A Book Examines the Web and the Words Used to Describe It
By JESSICA LUDWIG
"What are we talking about when we talk about the Web?" is the primary question asked by the essays collected in Unspun: Key Concepts for Understanding the World Wide Web (New York University Press, 2001).
Each of the 13 essays in the book focuses on a term -- like "cyberspace," "identity," or "community" -- that has become a buzzword associated with the Internet. The collection aims to reverse the spin and analyze the Web's potential to change contemporary culture.
The book looks closely at popular misconceptions about the Web. "There's the stereotype that you can lose your identity -- it's not true," says Thomas Swiss, a poet and professor of English at Drake University who edited the collection.
"There are a lot of classes that have sprung up across a range of disciplines that are seeking some text that looks at language about and of the Web," adds Mr. Swiss. He says that this book, unlike other, more theoretical texts, is directed toward students in their second undergraduate year and higher.
In putting the collection of essays together, Mr. Swiss says he wanted "to use terms that come out of culture and then read those terms into the Web to explore how they have found each other."
To that end, he asked 13 authors who have written about the Web -- including editors and professors of new media, political theory, and English -- to expound on a word. Most of the writers looked at their topics from a cultural-studies perspective, with an emphasis on the Web's development. "Hypertext" examines how new the concept of nonlinear narrative is to literature, for instance, while "Political Economy" looks at the Web's beginnings in the U.S. Defense Department.

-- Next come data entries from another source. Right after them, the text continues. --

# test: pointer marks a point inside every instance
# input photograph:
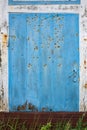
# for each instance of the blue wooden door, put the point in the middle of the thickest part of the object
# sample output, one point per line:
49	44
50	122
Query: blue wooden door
43	62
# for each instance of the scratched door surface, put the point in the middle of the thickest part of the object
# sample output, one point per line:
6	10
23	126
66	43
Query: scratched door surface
43	62
25	2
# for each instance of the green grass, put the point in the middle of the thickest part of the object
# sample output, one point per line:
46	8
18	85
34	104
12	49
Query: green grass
16	124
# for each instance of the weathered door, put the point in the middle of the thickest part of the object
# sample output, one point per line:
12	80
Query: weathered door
43	62
43	55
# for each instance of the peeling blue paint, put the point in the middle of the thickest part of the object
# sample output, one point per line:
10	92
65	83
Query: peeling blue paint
43	62
22	2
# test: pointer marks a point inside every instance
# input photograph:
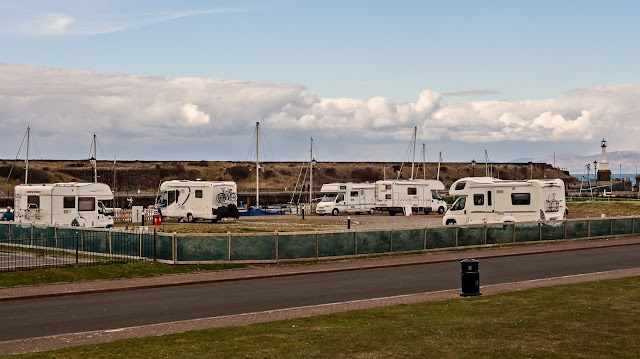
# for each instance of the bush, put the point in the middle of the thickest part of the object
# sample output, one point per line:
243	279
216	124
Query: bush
364	175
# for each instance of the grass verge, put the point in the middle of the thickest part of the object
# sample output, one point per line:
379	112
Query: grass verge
108	271
610	209
588	320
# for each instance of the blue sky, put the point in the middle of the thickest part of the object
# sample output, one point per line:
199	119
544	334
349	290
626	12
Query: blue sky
496	75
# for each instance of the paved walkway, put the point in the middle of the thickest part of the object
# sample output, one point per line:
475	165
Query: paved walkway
98	286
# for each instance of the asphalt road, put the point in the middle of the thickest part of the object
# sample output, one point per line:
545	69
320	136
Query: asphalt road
49	316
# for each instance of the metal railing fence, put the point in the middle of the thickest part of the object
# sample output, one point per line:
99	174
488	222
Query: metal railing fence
29	249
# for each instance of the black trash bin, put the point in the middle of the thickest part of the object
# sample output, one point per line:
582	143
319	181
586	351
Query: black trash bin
470	278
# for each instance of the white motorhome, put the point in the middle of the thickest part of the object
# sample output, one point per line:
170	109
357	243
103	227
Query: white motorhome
347	198
404	196
193	200
490	200
65	204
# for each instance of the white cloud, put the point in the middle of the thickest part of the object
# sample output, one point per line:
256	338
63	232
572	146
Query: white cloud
66	17
193	116
61	103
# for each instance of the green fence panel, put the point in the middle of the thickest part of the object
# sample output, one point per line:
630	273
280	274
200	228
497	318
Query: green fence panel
444	237
4	232
408	240
164	247
622	225
374	242
527	232
499	233
97	242
192	248
470	236
125	243
21	231
335	244
261	247
552	231
577	229
296	246
600	227
44	236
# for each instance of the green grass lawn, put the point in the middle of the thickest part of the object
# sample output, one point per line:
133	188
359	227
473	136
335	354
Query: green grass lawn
589	320
108	271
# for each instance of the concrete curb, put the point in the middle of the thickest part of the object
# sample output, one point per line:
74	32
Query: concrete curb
101	336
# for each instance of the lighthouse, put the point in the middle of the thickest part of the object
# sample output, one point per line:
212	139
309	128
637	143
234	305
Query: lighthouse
604	174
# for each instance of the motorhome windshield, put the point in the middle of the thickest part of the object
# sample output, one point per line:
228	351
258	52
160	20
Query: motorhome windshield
328	198
459	204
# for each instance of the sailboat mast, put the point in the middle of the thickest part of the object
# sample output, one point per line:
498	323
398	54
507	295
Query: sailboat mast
26	169
95	159
311	171
424	163
413	159
257	165
439	161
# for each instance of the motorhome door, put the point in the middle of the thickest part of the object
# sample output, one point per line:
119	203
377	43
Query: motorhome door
491	207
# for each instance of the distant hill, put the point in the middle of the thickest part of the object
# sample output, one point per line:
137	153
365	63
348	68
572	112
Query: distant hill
575	163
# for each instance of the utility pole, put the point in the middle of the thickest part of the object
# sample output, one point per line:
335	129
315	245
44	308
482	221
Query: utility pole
26	172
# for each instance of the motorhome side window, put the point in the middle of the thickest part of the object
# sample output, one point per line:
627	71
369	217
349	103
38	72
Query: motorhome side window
69	202
86	204
459	204
520	199
33	202
460	186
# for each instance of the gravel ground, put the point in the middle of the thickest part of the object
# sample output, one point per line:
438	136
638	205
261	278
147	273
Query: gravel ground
362	222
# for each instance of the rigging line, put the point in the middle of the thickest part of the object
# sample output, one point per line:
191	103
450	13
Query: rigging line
405	156
251	148
297	182
13	165
266	141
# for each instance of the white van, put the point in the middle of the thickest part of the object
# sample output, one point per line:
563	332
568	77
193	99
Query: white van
193	200
407	196
65	204
347	198
490	200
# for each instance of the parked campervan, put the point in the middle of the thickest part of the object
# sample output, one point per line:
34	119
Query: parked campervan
66	204
192	200
407	196
490	200
347	198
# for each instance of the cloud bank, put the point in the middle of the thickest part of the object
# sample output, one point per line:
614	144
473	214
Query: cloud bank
187	112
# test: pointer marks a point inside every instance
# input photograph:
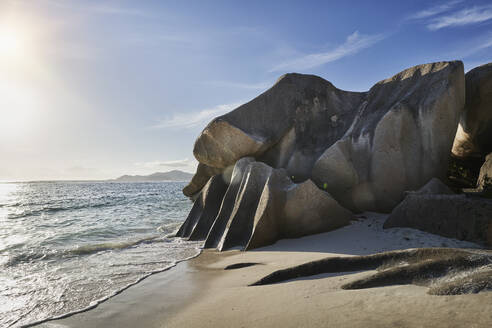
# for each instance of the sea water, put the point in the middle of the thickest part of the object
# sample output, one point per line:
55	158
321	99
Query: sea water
67	246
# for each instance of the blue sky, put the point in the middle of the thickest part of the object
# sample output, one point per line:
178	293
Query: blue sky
96	89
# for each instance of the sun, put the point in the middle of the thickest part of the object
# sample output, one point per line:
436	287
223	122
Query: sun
9	42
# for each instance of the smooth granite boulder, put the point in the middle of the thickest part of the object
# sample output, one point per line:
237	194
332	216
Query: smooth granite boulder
364	148
260	206
201	177
474	135
400	138
305	155
453	216
204	210
434	186
485	176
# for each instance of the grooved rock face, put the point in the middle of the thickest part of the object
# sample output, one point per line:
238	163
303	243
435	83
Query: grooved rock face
306	154
485	177
474	136
260	206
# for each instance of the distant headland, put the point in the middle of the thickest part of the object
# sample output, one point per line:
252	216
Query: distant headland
174	175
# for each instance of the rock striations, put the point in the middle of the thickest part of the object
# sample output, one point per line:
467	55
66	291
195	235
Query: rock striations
304	155
474	136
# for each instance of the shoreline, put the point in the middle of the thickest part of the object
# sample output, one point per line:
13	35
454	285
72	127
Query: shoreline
200	293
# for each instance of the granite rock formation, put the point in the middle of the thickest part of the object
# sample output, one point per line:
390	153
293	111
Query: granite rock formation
259	206
474	135
455	216
304	154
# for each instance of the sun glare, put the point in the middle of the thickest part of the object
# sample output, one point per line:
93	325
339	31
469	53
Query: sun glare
10	42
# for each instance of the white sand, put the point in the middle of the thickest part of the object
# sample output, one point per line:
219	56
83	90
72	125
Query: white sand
222	298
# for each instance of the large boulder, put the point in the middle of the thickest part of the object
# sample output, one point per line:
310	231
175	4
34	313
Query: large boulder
485	176
364	148
474	135
305	155
260	206
453	216
400	138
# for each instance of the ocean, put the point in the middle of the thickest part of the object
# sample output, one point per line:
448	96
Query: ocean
67	246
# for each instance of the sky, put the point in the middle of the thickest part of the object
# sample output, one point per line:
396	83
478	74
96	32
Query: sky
98	89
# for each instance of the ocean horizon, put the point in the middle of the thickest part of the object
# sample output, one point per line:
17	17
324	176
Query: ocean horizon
66	246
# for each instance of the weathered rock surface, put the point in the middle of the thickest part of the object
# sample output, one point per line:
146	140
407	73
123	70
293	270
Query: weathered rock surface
453	216
474	135
446	271
260	206
400	138
434	186
304	155
485	176
364	148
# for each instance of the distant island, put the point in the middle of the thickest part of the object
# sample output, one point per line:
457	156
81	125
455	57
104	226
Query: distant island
174	175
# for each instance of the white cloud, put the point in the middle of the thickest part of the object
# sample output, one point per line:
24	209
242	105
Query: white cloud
194	119
176	163
93	8
462	17
354	43
429	12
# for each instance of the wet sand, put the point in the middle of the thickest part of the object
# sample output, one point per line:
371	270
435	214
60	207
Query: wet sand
200	293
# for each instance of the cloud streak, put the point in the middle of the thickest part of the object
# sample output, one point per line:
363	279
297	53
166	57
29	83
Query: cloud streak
194	119
354	43
462	17
433	11
176	163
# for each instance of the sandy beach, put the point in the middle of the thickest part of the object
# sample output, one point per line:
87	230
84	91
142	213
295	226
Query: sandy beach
200	293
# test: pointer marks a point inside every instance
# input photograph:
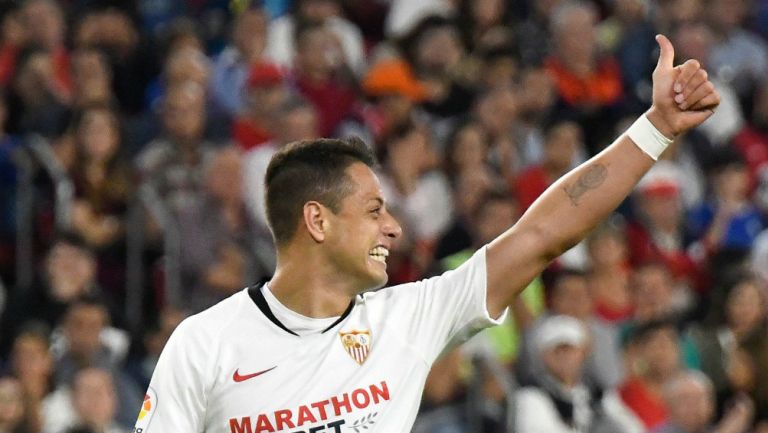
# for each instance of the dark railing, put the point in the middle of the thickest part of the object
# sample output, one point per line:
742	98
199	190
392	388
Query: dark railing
36	153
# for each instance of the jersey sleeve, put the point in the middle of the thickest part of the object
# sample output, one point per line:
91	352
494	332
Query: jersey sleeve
444	310
176	398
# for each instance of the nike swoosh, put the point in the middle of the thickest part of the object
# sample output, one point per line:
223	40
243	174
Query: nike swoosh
237	377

The book focuses on terms that are often used in discussing the Web -- like "community" and "identity" -- and then treats more-specialized words like "multimedia." Words like identity, community, and gender "become invisible because they're used so often -- no one seems to bear down on them," says Mr. Swiss. "The language of how people think about the Web really shapes what the Web becomes," he adds.
In the chapter on the word "race," Lisa Nakamura, an assistant professor of English at Sonoma State University, cautions users of the Web to be aware of its organization. She asks: "What structures of organization mediate users' experiences with the Web, and how do these structures contribute to the ways in which race is depicted and envisioned on the Web?" She notes that Web portals and search engines, for example, produce hierarchical and rigid lists, with gender, race, and age as categories separate from one another.
In "Identity," Jay David Bolter, a professor of new media at the Georgia Institute of Technology, looks at the new genres of the personal Web page and the Webcam. He writes, "The Web and associated Internet technologies, together with television and radio, provide us with genres and forms that suit our preference for multiple, shifting, and highly mediated representations of identity." The Web produces a "networked self" where hypertext links signify group affiliation, he says.